15/12/2009

Um texto inacabado I

{Um rasgo de cegueira}

ver, além da lucidez do sagrado e da mistificação do profano, que há sentido na miséria e na nudez de ser, sem mais nada. E esse mirar, dado nos dias de serena acalmia ou no auge exponencial de uma tempestade, impregna – dirias – a alma por dentro e corre, bombeado e repetidamente, ao longo do corpo, num calmo alarido de surdez – foram várias as vezes que nos falamos ou as vezes que falaste no meu silêncio ou o meu silêncio falou na tua ausência ou a tua ausência foi presença mais que perfeita em mim – de não poder ser de outra forma, senão esta, dada aqui, até ao fim.

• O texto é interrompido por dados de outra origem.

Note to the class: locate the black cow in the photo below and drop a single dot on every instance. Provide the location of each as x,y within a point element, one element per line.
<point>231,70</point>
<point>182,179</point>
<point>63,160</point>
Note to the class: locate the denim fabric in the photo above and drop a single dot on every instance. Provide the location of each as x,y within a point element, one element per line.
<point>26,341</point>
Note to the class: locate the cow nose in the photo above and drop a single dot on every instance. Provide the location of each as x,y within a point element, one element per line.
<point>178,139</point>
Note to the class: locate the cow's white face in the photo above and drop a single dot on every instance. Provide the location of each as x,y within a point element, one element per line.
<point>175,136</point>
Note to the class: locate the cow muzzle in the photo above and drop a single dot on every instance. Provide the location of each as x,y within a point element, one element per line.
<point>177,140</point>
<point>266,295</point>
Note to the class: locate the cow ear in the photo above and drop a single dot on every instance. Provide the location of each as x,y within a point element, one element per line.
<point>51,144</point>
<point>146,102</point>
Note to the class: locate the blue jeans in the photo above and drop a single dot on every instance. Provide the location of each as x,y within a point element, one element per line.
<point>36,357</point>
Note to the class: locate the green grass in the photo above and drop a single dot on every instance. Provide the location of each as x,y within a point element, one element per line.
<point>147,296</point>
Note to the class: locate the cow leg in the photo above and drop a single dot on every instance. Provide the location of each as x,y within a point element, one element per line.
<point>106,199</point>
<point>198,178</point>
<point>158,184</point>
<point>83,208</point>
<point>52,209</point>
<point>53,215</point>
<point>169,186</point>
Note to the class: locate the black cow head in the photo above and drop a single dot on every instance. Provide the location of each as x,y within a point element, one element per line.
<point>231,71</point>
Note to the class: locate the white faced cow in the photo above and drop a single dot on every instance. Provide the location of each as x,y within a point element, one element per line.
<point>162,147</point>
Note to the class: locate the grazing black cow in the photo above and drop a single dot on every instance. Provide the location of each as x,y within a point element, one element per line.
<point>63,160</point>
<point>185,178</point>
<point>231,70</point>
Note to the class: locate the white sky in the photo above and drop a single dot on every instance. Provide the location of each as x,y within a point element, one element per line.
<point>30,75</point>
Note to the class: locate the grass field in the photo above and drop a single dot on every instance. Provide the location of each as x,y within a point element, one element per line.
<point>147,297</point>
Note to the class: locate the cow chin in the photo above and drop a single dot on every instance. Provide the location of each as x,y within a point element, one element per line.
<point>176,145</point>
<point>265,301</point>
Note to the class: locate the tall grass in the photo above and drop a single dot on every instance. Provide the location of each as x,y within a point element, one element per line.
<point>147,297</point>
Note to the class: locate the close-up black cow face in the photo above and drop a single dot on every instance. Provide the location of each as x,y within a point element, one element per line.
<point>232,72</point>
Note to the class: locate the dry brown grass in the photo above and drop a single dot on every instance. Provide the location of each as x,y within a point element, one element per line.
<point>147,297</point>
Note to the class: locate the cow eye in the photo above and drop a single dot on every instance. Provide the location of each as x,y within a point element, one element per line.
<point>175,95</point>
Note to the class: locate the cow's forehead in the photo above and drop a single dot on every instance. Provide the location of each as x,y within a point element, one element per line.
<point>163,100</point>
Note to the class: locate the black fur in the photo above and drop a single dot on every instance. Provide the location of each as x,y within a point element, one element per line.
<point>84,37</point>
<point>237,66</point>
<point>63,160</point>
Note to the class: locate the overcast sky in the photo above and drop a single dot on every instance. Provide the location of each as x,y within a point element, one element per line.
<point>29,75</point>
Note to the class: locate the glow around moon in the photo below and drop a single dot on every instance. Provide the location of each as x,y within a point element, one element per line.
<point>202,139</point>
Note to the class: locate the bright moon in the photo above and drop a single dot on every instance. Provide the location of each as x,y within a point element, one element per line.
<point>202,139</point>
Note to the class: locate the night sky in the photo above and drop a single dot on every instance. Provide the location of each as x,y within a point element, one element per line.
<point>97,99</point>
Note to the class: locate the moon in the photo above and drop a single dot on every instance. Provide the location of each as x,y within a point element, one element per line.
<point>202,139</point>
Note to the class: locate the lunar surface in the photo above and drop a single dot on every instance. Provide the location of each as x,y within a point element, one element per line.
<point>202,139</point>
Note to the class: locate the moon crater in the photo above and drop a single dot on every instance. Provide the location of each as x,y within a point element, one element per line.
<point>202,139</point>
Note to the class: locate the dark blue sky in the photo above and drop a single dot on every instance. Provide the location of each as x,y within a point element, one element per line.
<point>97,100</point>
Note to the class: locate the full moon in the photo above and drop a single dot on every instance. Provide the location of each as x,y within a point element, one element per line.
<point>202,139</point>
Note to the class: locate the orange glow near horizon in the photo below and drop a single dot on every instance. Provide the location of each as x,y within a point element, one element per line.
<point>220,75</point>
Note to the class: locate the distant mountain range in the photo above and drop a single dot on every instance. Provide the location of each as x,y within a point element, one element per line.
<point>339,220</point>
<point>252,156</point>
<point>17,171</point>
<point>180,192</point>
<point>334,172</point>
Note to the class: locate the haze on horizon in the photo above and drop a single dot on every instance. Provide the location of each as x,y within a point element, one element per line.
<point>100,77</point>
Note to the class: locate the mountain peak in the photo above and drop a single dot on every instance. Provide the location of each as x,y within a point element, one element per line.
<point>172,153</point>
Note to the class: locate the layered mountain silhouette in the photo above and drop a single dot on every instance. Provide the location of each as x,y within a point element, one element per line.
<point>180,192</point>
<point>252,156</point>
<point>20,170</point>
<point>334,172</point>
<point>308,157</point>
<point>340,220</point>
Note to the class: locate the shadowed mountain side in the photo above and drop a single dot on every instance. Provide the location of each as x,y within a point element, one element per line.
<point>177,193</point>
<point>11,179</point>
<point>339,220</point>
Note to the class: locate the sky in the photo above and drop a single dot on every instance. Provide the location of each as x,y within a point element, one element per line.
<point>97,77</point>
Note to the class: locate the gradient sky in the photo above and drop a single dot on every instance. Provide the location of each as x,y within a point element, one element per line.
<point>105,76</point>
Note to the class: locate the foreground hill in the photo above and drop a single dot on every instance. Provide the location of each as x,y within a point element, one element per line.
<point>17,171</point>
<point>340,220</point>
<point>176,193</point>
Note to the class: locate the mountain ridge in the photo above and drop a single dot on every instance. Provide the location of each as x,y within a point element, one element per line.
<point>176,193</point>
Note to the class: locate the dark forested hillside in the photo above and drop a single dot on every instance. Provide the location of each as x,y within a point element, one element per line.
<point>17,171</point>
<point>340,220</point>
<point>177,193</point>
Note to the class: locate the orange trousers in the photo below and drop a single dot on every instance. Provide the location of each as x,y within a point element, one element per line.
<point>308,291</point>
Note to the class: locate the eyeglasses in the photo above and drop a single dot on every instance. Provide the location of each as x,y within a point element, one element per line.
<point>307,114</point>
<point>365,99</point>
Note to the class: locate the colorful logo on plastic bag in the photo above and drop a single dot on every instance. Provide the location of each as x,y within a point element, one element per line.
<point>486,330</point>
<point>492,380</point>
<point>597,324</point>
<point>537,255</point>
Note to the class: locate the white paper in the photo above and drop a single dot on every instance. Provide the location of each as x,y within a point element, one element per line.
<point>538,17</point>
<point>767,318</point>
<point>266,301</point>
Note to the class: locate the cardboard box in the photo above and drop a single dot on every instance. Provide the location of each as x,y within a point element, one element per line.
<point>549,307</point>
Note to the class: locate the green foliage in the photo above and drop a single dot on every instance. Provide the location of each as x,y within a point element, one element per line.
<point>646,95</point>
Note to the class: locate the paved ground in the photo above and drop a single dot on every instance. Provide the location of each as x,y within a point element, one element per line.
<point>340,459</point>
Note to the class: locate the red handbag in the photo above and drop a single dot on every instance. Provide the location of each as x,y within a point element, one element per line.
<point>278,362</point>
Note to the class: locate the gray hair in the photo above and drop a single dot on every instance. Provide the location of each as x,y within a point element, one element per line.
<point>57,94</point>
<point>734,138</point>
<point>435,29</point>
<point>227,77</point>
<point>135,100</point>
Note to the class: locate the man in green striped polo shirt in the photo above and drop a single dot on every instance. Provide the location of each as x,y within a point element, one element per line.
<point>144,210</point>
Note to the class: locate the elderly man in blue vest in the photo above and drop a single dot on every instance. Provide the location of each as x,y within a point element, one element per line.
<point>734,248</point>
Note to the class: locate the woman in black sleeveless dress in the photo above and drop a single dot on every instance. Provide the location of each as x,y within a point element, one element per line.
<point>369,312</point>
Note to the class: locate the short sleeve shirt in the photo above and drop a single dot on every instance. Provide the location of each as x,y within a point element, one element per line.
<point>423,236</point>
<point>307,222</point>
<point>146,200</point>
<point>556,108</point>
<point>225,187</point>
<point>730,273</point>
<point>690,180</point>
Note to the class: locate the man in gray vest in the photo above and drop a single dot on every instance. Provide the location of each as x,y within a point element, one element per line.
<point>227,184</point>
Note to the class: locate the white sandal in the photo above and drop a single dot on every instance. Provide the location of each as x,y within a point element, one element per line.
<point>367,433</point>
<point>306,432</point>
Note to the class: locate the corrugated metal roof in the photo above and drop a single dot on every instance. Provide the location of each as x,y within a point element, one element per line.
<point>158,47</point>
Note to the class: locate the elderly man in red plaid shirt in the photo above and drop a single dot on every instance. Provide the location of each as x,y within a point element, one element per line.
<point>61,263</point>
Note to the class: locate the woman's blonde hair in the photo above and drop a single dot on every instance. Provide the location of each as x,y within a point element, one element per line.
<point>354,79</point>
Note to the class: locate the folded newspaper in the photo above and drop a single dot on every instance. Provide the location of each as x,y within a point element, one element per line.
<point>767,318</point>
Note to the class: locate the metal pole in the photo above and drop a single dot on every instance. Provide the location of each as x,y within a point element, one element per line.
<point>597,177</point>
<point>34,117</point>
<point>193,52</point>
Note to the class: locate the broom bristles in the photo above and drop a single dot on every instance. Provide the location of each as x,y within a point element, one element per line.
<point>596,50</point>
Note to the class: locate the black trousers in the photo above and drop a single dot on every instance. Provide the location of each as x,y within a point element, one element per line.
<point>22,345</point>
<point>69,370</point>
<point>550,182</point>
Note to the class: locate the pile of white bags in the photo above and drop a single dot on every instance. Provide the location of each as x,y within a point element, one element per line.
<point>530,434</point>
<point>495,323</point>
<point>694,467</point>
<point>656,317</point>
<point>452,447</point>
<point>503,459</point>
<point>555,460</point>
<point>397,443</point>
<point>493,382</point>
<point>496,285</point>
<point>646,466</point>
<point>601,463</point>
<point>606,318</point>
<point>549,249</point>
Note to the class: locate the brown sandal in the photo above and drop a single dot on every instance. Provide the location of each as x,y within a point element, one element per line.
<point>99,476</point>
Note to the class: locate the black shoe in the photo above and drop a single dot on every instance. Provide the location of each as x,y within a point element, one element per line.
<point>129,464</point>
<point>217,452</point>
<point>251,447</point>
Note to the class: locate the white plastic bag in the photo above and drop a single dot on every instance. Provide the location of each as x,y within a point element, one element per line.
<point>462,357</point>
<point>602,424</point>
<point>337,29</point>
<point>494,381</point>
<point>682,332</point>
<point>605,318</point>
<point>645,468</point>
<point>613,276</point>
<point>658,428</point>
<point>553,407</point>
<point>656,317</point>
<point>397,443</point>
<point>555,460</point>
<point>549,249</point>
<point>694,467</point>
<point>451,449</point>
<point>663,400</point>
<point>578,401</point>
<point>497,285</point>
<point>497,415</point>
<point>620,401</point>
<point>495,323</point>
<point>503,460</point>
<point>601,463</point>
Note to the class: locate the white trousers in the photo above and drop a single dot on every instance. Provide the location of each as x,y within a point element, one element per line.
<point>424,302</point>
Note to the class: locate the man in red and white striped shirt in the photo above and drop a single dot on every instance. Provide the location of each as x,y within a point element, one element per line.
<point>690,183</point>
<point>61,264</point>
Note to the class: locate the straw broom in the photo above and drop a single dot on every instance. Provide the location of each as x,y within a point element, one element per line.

E tudo o que percepcionamos – limado pela protuberância da íris na equação exponencial da perspectiva – é moldado à forma que somos, às nossas curvaturas rectilíneas e às nossas rectas sinuosas, privado de ser e munido de aparência – demorei mais tempo do que o costume para subir à terra do centeio, fiquei parada no lanço que escancarou o mirar à largura do horizonte; e nessa linha que suspende e separa o tempo da eternidade, vieste na tua ausência e quando me alcançaste, já não era eu que estava, mas tão-somente a minha presença a exalar a minha ausência; digo-te, no sussurro lançado pela neblina matinal, que ver e ser são modalidades sem distinção: vês o que és ] e [ és que vês – e o meio é o lanço onde me demoro.

1 comentário:

  1. "há sentido e miséria na nudez de se ser, sem mais nada"...

    quem chega a quem já ausente está ausente é em si mesmo pois não encontra presente o lugar onde podia terminar...ter alguém ausente na ausência de nós pode ter sentido na miséria de se ser tão pouco mais do que isto.
    Que o texto continue, por favor.